I need a distributed file system that needs to scale to very large sizes (about 100 TB of realistic max). File size mainly depends on the range of 10-1500 KB, although some files can reach 250 MB.
I really like the idea of ββsystems like GFS with built-in backup redundancy that would - statistically - visualize file loss in the past.
I have a couple of requirements:
- Open source
- No SPOFs
- Automatic file replication (i.e. no RAID needed)
- Managed Client Access.
- Flat file namespace - preferably
- Built-in Version Removal / Delay
- Proven Deployment Options
I took a serious look at MogileFS as it fulfills most of the requirements. It has no managed clients, but it's pretty simple to make a Java client port. However, there is no built-in version. Without version control, I will have to make regular backups, except for replicating files built into MogileFS.
Mostly I need protection from a programming error that suddenly cleans up a lot of files that it should not have. While MogileFS protects me from disk and machine errors by replicating my files over X devices, it does not save me if I do an unreasonable deletion.
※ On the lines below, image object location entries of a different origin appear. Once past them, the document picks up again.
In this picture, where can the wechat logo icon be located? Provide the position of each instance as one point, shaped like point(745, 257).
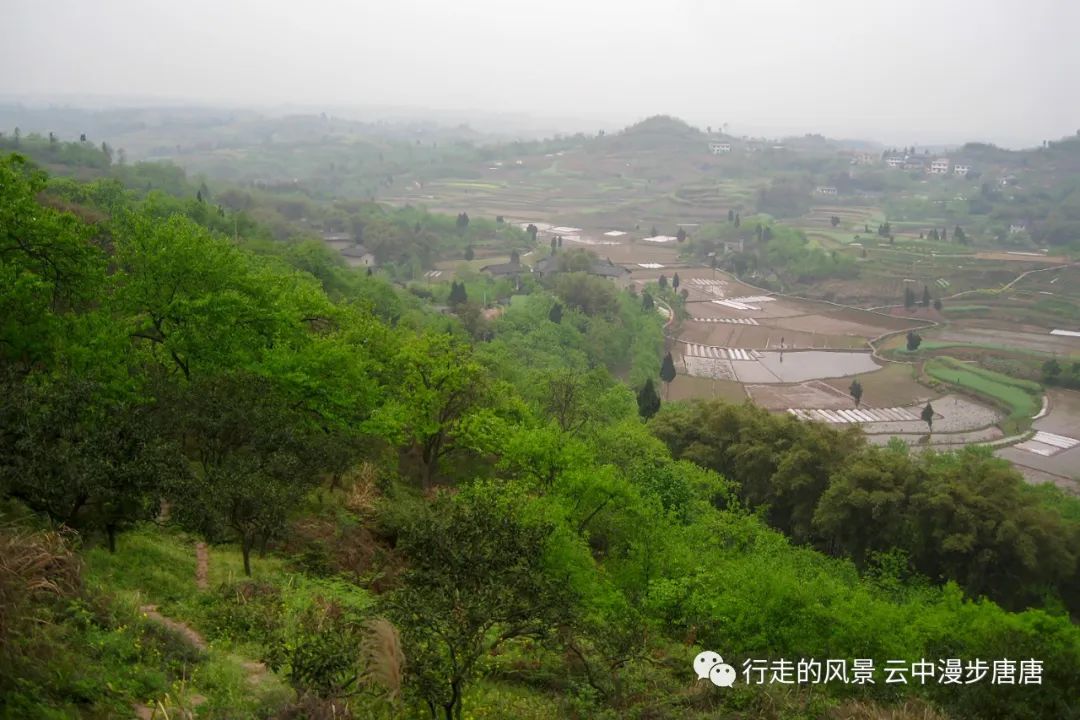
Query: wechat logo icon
point(712, 666)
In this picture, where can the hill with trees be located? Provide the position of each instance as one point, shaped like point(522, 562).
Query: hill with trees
point(242, 479)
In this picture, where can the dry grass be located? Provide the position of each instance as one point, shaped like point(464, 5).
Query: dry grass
point(361, 490)
point(32, 565)
point(383, 659)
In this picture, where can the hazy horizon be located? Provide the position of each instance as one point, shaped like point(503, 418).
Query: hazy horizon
point(895, 73)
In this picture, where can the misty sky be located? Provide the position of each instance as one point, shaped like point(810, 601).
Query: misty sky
point(899, 71)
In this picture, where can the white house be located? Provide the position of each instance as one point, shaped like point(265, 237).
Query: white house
point(338, 241)
point(939, 166)
point(358, 256)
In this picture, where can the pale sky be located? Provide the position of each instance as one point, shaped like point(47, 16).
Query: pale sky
point(899, 71)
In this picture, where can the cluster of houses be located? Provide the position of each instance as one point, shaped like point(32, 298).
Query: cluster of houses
point(549, 266)
point(354, 254)
point(935, 166)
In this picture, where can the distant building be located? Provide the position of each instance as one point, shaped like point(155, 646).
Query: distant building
point(504, 269)
point(549, 266)
point(338, 241)
point(356, 256)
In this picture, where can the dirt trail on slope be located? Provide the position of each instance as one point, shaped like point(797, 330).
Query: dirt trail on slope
point(255, 670)
point(202, 566)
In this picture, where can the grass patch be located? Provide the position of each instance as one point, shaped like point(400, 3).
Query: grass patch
point(1021, 397)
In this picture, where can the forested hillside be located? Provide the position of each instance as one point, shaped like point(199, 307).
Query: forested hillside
point(241, 479)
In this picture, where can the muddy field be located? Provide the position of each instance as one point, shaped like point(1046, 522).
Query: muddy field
point(814, 394)
point(1064, 420)
point(892, 385)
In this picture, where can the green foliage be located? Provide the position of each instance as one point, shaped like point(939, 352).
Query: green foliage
point(477, 576)
point(958, 516)
point(648, 401)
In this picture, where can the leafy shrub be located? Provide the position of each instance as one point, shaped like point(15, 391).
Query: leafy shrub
point(247, 610)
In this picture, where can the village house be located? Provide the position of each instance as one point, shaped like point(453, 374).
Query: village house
point(358, 256)
point(504, 269)
point(338, 241)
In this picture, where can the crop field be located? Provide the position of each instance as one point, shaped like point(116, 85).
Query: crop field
point(1022, 397)
point(894, 384)
point(1062, 469)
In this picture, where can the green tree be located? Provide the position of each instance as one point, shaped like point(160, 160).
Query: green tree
point(856, 391)
point(253, 462)
point(436, 385)
point(667, 371)
point(648, 401)
point(83, 457)
point(647, 303)
point(477, 575)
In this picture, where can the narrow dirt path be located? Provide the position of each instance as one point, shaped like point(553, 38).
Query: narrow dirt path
point(189, 634)
point(255, 669)
point(202, 566)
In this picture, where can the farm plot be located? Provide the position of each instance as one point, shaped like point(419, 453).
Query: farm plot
point(893, 384)
point(813, 394)
point(1061, 426)
point(988, 335)
point(1022, 397)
I would like to be able to indicate that the delete operation does not actually take effect only after Y days. The deletion will be logically performed, but I can restore the state of the file within Y days until it actually disappears. In addition, MogileFS does not have the ability to check for disk corruption during recording - although, again, this can be added.
Since we are a Microsoft store (Windows, .NET, MSSQL), I would optimally use the main parts for working in Windows for ease of maintenance, while the storage nodes performed * nix (or a combination) due to licensing.
Before I even think about tipping over, do you have any suggestions for me? I also tested HadoopFS, OpenAFS, Luster, and GFS, but it doesn't seem to fit my requirements.